Pfaffenhofen
Die politische Kirchturmuhr

Warum viele Kommunen immer noch für die Wartung zahlen

13.01.2014 | Stand 02.12.2020, 23:13 Uhr

Die Turmuhr der Kirche in Pörnbach wird regelmäßig gewartet. Die Kosten übernimmt die Gemeinde – als freiwillige Leistung. - Foto: Romlewski

Pfaffenhofen/Pörnbach (PK) Das Ziffernblatt säubern, schief hängende Zeiger richten – viele Kommunen zahlen Jahr für Jahr die Wartung der Kirchturmuhren. Das Kuriose: Die Kirche beruft sich dabei auf eine uralte Gemeindeordnung aus dem 19. Jahrhundert – die so längst nicht mehr gilt.

Eigentlich ging es nur um eine Formalie: In Pörnbach macht die Firma pleite, die sich bislang um die Wartung der Kirchturmuhr gekümmert hat. Die Pfarrkirchenstiftung St. Johannes holt daher ein neues Angebot ein und schickt es an die Diözese Augsburg. Deren Finanzkammer teilt daraufhin mit, dafür sei die Gemeinde Pörnbach zuständig – und verweist auf eine Gemeindeordnung von 1869. Die Kirchturmuhr sei eine öffentliche Uhr und ihr Unterhalt eine „Pflichtaufgabe der politischen Gemeinde“, argumentiert die Diözese. „Dies ist im Grundsatz bis heute unverändert geblieben.“

Das wollte Bürgermeister Alois Ilmberger (Dorfgemeinschaft) so nicht stehen lassen. „Die Diözese meinte, es bestünde ein Rechtsanspruch“, sagt Ilmberger. „Das stammt aus einer Zeit, als die Leute noch keine Armbanduhren hatten und die Kirchturmuhr im Dorf oft der einzige Zeitmesser war.“

Unbestritten ist, dass Kirchtürme jahrhundertelang öffentliche Funktionen hatten, die über das rein Sakrale hinausgingen. Die Glocken läuteten nicht nur zum Gottesdienst, sondern auch wenn ein Feuer ausgebrochen war oder ein feindlicher Angriff drohte. Es gab also neben dem „sakralen Läuten“ immer auch das „öffentlich-rechtliche Läuten“. Auch die Turmuhren dienten bis ins 19. Jahrhundert öffentlichen Zwecken: In Zeiten, in denen jede Stadt ihre eigene Zeitrechnung hatte, bestimmten sie den Lebensrhythmus der Bewohner.

Doch das ist schon lange vorbei.
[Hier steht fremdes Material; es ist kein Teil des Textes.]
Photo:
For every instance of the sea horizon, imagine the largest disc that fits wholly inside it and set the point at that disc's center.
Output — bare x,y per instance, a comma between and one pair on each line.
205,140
In Zeiten von Armbanduhr und Handy ist niemand mehr auf die Kirchturmuhr angewiesen. Und rechtlich gesehen sind die Kommunen nicht mehr zum Erhalt der Uhren verpflichtet. „Eine Unterhaltungspflicht kann zwar im Einzelfall aus Gründen der Baulast oder aufgrund vertraglicher Festlegungen bestehen. Sofern dies nicht der Fall ist, handelt es sich allenfalls um eine freiwillige Aufgabe“, stellt das bayerische Innenministerium klar. „Mit der Gemeindeordnung hat das aber nichts zu tun“, ergänzt ein Sprecher des Kultusministeriums.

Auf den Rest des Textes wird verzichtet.